April 2009 ARCHIVE
Ode to a Duckling

Back in days gone by, I hung around a caravan of colorful women. Summer weekends we met at a home on the banks of the once mighty Catawba River. We called ourselves the River Goddesses. We were beyond the subject of age. We were sophisticated women .. women unafraid to wear a bathing suit. Once, on a mystical summer afternoon, when the day was closing up for the night, we River Goddesses witnessed wonderment at twilight.

It was an epiphany that forever lives in my memory.

We had chattered away for hours. In our life’s travels we had all come upon challenges. Like all things real, like all who have been tested .. we had stories to tell of adventures, lessons learned, and choices. Life tugs at you in many ways and sometimes leaves bruises and scars that with time become “medals of honor.” Finished with the topics of the day; we came together and feasted on casseroles.

The river had been vacated and the shore was littered with floats, inner-tubes, towels hung from the back of chairs, and the platters and plates across the table top were empty. The old oak tree shaded us against the lingering heat; its roots ran deep into the red clay and bull tallow of the Piedmont dirt. The hammock is hanging low and the only proof that there is a body inside is a knee poking into sight. The yard is littered with sleeping dogs. There were always dogs. Wise women travel in the company of dogs, beloved pets, which in most cases, have been rescued from a horrible fate.

Throughout the afternoon, the larger dogs romped in and out of the woods, breaking only for a swim in the river; afterwards they would stand on shore and briskly shower sunbathers as they shook themselves dry.

I kept an eye on my small dogs, Goodness and Gracious. It is easy to misplace animals that are less than five pounds. Gracious was a twelve year old semi-bald Pomeranian dog. Gracious had lost all of her hair except for her mane and tufts at her feet. Gracious was spoiled and looked like a toy lion. Goodness resembled a red smiling teddy bear, but she was a toy Pomeranian. If there ever lived a dog that was as kind as my Goodness may they be blessed with a long life; I lost Goodness too soon. They are both gone, now, and I still weep for them. Somewhere in my spirit the three of us are swinging in a white swing by the Catawba River.

Goodness is sleeping and Gracious is alert. I am pushing the white swing back and forth with my toes. Gracious is pushed up close to my leg and Goodness lies beside her. Their four paws resting casually in front of them, we are all contented. The twittering among tree branches quiets one by one, like a choir softly humming. Eventide is approaching. It is the time of day when quiet becomes a verb.

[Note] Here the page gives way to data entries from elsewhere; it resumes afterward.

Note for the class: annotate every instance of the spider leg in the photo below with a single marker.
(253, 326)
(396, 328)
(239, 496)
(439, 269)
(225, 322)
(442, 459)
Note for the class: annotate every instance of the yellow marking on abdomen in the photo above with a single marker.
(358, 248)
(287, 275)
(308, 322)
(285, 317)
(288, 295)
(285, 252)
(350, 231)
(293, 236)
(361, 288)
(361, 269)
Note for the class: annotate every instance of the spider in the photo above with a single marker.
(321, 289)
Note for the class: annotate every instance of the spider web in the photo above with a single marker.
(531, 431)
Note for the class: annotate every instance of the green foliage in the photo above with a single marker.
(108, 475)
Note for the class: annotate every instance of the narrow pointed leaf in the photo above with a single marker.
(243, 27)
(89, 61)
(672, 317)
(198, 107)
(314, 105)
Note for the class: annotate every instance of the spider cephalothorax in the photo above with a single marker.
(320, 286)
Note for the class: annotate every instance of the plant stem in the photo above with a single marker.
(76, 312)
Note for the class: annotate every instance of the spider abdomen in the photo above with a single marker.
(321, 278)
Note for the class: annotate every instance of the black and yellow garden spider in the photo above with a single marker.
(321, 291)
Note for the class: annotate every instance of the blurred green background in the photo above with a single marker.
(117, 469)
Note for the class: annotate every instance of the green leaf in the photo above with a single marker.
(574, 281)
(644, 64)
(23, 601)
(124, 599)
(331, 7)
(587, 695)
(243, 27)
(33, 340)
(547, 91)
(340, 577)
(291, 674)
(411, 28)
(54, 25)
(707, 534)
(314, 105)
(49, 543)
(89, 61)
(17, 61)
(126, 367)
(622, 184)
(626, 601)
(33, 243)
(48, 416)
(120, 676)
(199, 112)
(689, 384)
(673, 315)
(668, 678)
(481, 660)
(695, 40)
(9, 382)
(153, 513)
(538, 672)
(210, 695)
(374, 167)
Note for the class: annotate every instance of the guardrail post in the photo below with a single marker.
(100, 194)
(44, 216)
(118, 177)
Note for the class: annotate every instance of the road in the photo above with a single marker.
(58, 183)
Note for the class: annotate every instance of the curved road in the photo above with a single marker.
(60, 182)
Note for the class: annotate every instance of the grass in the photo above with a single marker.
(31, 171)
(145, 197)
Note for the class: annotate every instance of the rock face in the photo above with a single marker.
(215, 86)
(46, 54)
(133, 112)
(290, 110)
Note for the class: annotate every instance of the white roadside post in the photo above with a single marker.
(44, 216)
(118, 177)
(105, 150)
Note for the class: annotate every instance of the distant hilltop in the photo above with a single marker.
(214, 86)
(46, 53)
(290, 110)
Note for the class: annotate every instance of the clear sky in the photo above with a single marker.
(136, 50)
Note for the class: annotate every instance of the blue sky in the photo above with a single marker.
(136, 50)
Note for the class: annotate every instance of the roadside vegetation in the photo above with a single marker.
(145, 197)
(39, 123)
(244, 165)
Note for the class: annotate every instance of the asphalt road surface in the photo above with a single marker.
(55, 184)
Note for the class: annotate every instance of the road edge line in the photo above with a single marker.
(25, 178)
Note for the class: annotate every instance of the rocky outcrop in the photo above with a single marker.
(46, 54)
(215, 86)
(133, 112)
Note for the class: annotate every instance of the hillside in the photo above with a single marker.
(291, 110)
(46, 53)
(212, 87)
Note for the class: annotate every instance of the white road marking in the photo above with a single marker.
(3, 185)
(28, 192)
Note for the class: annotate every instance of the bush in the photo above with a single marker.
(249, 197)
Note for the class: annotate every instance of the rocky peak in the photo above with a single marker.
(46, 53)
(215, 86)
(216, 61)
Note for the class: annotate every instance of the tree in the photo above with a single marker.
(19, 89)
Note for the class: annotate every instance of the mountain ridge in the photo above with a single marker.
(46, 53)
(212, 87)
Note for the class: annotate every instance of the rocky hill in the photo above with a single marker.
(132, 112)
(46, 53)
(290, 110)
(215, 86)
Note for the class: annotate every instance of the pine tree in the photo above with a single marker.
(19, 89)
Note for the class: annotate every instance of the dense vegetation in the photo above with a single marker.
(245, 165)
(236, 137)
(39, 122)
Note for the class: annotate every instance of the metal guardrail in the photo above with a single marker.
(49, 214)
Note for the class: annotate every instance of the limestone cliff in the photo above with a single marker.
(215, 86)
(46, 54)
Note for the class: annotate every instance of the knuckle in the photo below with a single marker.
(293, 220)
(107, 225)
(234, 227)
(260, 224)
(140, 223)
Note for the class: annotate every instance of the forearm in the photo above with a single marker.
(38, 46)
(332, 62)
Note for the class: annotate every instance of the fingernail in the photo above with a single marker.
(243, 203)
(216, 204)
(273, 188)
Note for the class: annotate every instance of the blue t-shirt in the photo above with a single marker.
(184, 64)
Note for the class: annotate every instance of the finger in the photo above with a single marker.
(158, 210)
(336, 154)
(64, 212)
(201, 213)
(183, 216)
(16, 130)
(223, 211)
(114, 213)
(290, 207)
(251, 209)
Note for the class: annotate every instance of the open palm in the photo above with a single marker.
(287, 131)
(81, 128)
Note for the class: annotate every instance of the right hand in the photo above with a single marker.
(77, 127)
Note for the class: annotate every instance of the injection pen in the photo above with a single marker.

Like a shade being pulled across a window, the setting sun spreads stillness across the sky drawing night’s curtains. As shadows swallow the sky, gold streaks the sky, the day blushes into the lavender of evening. Spiders jump more slowly across the waves, above the blue heron flies home, even the dragonflies’ pause. In these moments, only the river flows and soft waves splash against the wooden struts of the pier.

It is the moment of Eventide when the universe reveals magic and mystery, truths, and promises to carry in truth. Quiet swallows the land and there is no desire to speak. Twilight has brought us into meditation with the universe and the eternal.

Suddenly, a baby’s cry pierces the silent. A lost baby is searching for its mother. It was the universal cry of a scared baby wanting its mother. From beneath the pier a yellow baby duckling not even as large as a rubber-ducky swam into the large waters quacking plaintively, so scared it had ventured into the unknown taking its only chance to be heard by Momma.

Each eyelid opened. Bodies sprung to life. We all jump to our feet. A baby was lost. We all begin to look about for its Mother. There is a baby in harm’s way.

“Ahhhh” is swooned in unison, but in a moment, we fell silent. Mother Duck has to hear the baby’s cry. Someone went for food, nourishment. We crouch on the shore ready to for rescue it when darkness falls, mother has not heard the cries. It was a universal baby’s cry. His soft pleading cries, squeaking little quacks were sounds that all women and mothers answer. It is a longing so helpless, so heart rendering, so forsaken rose from within the soft small chest of yellow feathers. A baby lost.

Quack! Quack! Mother sailed swiftly from beneath brush and bramble close to the shore. She had been nearby, but unseen. Mother’s wings beat eagerly at the waters coming for her child. Behind her in perfect formation swam other babies, brothers and sisters. They all called in unison for the lost family member.

Greetings quacked and quacked and they swam in a circle as each greeted the other. It was the universal greeting. It is a universal language. Mother led them back to the safety of shelter among bramble and brush. It was an epiphany that forever lives in my memory.

This is my last Ferry Tales column; I specifically chose this evergreen memory from my mind to leave with you. You see, this land, this Carolina back country has been my shelter many times during my life’s travels. This land, this river nourishes me. Writing Ferry tales was one of the greatest adventures of my life. Thank you.